Some economists have tried to quantify the medium-term impact of a greater trade conflict on the world economy. For this, they assumed that the conflict would lead to a complete breakdown of international cooperation and all countries would set their own tariffs.
Such a “worst case scenario” would lead to a massive reduction of about 2% in the global GDP growth by 2022 and a reduction of about 17% in global trade, as compared to the baseline projections.
Trade and global output were also affected by the US government shutdown and the production problems in Germany’s automobile sector. These things could have temporary effects on consumers and businesses, who might postpone their purchase and production decisions, respectively.
Prolonged uncertainty regarding trade policies can be a major source of downside risk to jobs, living standards and global investment.
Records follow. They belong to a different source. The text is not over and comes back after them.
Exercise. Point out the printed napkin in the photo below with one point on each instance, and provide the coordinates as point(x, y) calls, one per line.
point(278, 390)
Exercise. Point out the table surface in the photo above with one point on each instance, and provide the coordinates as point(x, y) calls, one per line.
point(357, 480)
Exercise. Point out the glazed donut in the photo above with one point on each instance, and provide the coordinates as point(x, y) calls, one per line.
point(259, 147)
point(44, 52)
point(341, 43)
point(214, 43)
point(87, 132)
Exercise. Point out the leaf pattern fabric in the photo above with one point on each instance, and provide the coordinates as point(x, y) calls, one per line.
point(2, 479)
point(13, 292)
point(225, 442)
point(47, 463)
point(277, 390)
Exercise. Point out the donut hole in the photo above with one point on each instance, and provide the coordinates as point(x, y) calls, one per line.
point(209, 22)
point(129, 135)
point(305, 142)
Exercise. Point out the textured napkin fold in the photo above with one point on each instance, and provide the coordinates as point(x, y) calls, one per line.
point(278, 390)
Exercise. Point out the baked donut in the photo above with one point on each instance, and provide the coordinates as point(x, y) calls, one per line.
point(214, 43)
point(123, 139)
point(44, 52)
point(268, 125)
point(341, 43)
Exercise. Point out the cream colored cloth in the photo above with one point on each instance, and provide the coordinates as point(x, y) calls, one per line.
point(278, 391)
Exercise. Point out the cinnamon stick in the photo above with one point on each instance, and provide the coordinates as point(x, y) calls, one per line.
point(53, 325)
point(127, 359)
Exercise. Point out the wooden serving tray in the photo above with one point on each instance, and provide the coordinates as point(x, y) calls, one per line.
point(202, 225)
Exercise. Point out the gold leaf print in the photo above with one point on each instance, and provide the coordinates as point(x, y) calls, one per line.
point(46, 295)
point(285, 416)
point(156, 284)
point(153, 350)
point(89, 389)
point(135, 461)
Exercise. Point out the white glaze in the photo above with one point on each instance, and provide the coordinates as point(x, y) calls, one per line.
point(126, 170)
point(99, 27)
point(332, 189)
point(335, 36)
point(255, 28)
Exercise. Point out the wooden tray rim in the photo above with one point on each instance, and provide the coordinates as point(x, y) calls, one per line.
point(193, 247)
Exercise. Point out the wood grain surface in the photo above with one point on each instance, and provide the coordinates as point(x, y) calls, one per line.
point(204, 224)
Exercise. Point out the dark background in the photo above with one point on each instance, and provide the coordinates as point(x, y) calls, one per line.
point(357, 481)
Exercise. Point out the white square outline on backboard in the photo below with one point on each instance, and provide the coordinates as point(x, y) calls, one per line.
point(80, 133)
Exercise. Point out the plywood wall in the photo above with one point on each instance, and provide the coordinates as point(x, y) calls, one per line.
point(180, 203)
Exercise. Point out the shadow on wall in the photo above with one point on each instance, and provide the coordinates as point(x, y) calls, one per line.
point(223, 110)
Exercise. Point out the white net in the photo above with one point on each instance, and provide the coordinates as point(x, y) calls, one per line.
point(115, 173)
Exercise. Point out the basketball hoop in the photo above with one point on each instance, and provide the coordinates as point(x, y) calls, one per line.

Greater trade restrictions will lower the living standards for consumers, especially those from lower income households, while increasing production costs for businesses.
Even if China and the US reach a mutual trade agreement in the short term, there is a risk that other restrictive measures could be put into place in the latter part of 2019. These include restrictions on specific trade sectors, such as automobiles and automobile parts.
This, in turn, could hit the European markets really hard, since motor vehicle exports account for one-tenth of the EU’s exports to the US and there are many supply chain linkages that could spread this impact across sectors and countries.
Some other risks due to the slowdown of world trade are difficult to quantify. For instance, the impact of Brexit will depend mostly on the type of deal that is finalised between the EU and the UK. Also, the impact of Brexit will mostly be limited to these economies. A reluctance to invest in the UK is likely to occur in most Brexit scenarios, which could reduce productive capacity over time.
Although trade tariffs are viewed as the major barrier to the growth of world trade, just the announcement of measures could be destructive as well. News about possible tariffs in the future could exacerbate the current uncertainty in the market, leading to a decrease in investment.